3.1 Overview

Most of you are looking to use R for data analysis, which of course requires learning how to import your data into R. This is maybe the big leap for people who are not used to programming.
To import data into R, you will create an object that points to a dataset somewhere on your computer. R will then import that data as a dataframe object (see Module 2).

3.1.1 What is a dataframe?

The most important thing to keep in mind is that your data should contain each observation as a separate row. For example, each subject should be a separate row. If you have repeated measurements from the same subject, each observation should be a separate row, and you should have a column that specifies which observation/trial number.

For example, this is the WRONG way to structure a dataframe:

Subject Time 1 Time 2 Time 3
A 1.2 2.5 4.1
B 1.6 2.6 3.8
C 0.9 2.4 3.6

The correct structure for this data set would be:

Subject Time Value
A 1 1.2
A 2 2.5
A 3 4.1
B 1 1.6
B 2 2.6
B 3 3.8
C 1 0.9
C 2 2.4
C 3 3.6

The order of the rows is not relevant. The key is that each observation for a given individual shows up as separate rows.

3.1.2 File Formats

R can read several file formats, but the popular excel format (.xlsor .xlsx) is NOT one of them. Instead, you will most often convert your excel sheet into one of two formats: tab-delimited files or comma-separated-values files (.csv). These are file formats that can be read by any text editor.
If you use Excel or any other spreadsheet for data storage, you can easily convert those into one of these formats using [Save as...]

In this class, I will be using .csv files for almost all data importing tasks.

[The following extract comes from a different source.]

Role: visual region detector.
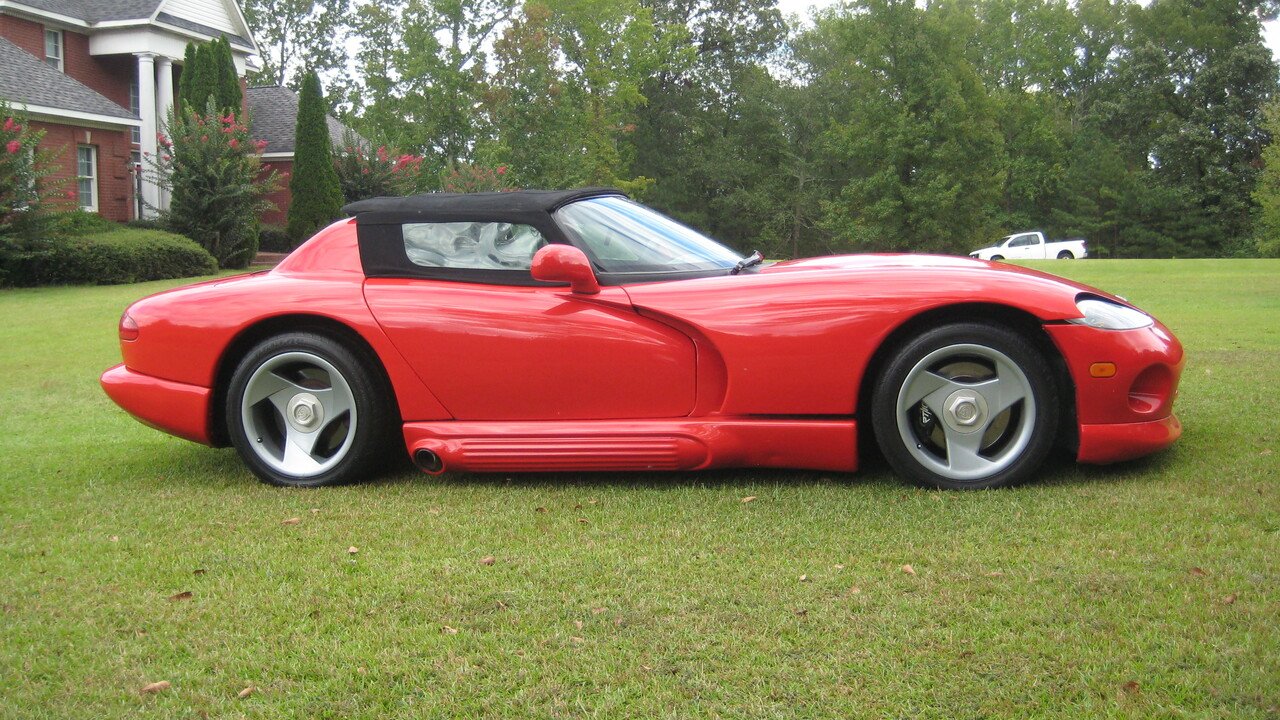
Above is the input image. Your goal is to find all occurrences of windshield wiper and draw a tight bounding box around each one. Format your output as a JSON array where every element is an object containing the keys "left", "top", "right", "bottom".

R can also handle databases (e.g., Microsoft Access) using a special package called RODBC. You can get a comprehensive tutorial here

3.2 Import .csv files

Step 1: Download the practice data folder:

Go to the course google drive folder for week 2 and download the entire folder called ‘data’ by right-clicking (or control-click) and selecting ‘download’. It will compress the files into a .zip format and you can save it somewhere on your computer. Uncompress the .zip file, and you should end up with a folder named ‘data’.

Step 2: Find out the path to your data folder and files

Quick refresher: finding the path to a file
Importing data is easier if you know how to get the path to the .csv file on your computer. We covered this in module 1 (Intro).

  • For Windows, you can get the path name of the file or folder by right-clicking it and click “Copy as Path”
  • For Mac (or Windows), you can look for the file/folder in Finder, and then drag and drop the icon into the “Go to file/function” bar at the top of the RStudio window.

As an example, say I made folder on my desktop called Rcourse and inside that folder, I made another folder called Week_2. If my data folder is inside that, this would be the path: /Users/dshizuka/Desktop/Rcourse/Week_2/data
In turn, the path to a file inside that folder might be: /Users/dshizuka/Desktop/Rcourse/Week_2/data/SampleData.csv

Step 3: Import the data

There are several ways to import your data in to R. Two of the methods require the use of file paths. There are two other ways you can import data without the path by manually browsing and choosing your file. However, I strongly recommend learning how to use the paths to import data. One reason is that it actually takes you longer to browse for the file. Another reason is that the script is not reproducible if you don’t know which file is supposed to be imported. But at the end of the day, it’s your choice how to do this.

No matter how you import the data, the final goal is the same: assign the imported data as an object. Here, we will assign the data into an object called dat. (tip: I would not use “data” as an object name because data() is a function name). Try out each of the following methods for importing a sample data set called “SampleData_1.csv”.

Four ways to import data:

1. Directly enter full path to file

Using the above example location for the file, you can use either of the below versions of the pathname to import the data. ***Remeber: You will have to change the path inside the lines of code here to be where the file resides in your computer.

#option 1
dat=read.csv("/Users/dshizuka/Desktop/Rcourse/Week_2/data/SampleData.csv") 

#option 2
dat=read.csv("~/Desktop/Rcourse/Week_2/data/SampleData.csv") 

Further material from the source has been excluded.